I had my usual inclination to go forward and explain to everybody how it all had happened. But Royale took me forcibly by the arm, and we turned our backs on Strepp and Forister and walked toward the inn.
As soon as we were out of their sight, Colonel Royale clasped my hands with rapture. "My boy," he cried, "you are great! You are renowned! You are illustrious! What a game you could give Ponsonby! You would give him such a stir!"
"Never doubt me," said I. "But I am now your legitimate grandfather, and I should be treated with great respect."
When we came near the inn I began to glance up at the windows. I surely expected to see a face at one of them. Certainly she would care to know who was slain or who was hurt. She would be watching, I fondly hoped, to see who returned on his legs. But the front of the inn stared at us, chilly and vacant, like a prison wall.

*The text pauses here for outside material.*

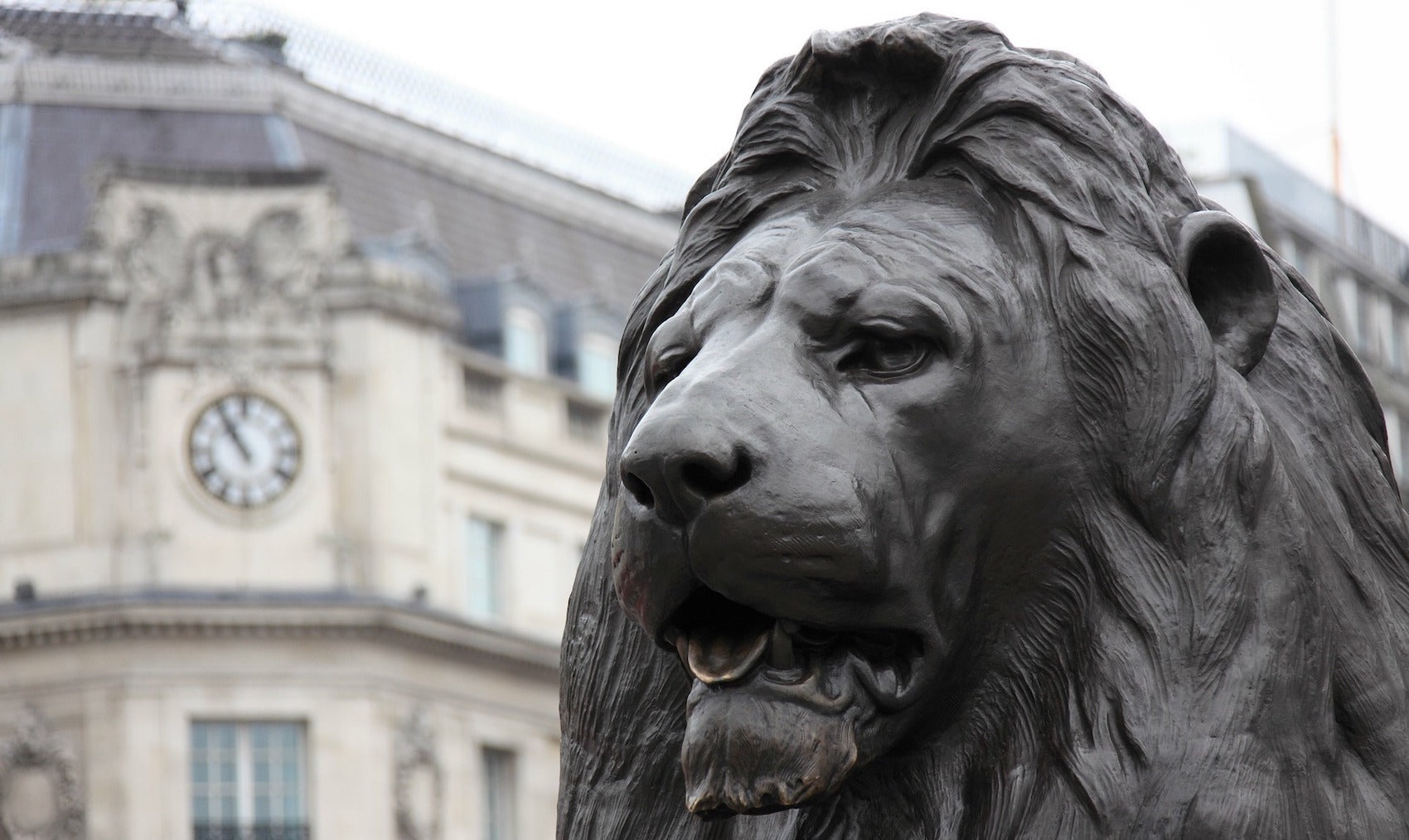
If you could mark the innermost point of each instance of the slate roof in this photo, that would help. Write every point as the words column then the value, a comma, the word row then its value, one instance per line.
column 151, row 37
column 70, row 144
column 50, row 155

When we entered, the Colonel bawled lustily for an immediate bottle of wine, and I joined him in its drinking, for I knew that it would be a bellows to my flagging spirits. I had set my heart upon seeing a face at the window of the inn.
CHAPTER X
nd now I found out what it was to be a famous swordsman. All that day the inn seemed to hum with my name. I could not step down a corridor without seeing flocks of servants taking wing. They fled tumultuously. A silly maid coming from a chamber with a bucket saw me and shrieked. She dropped her bucket and fled back into the chamber. A man-servant saw me, gave a low moan of terror, and leaped down a convenient stairway. All attendants scuttled aside.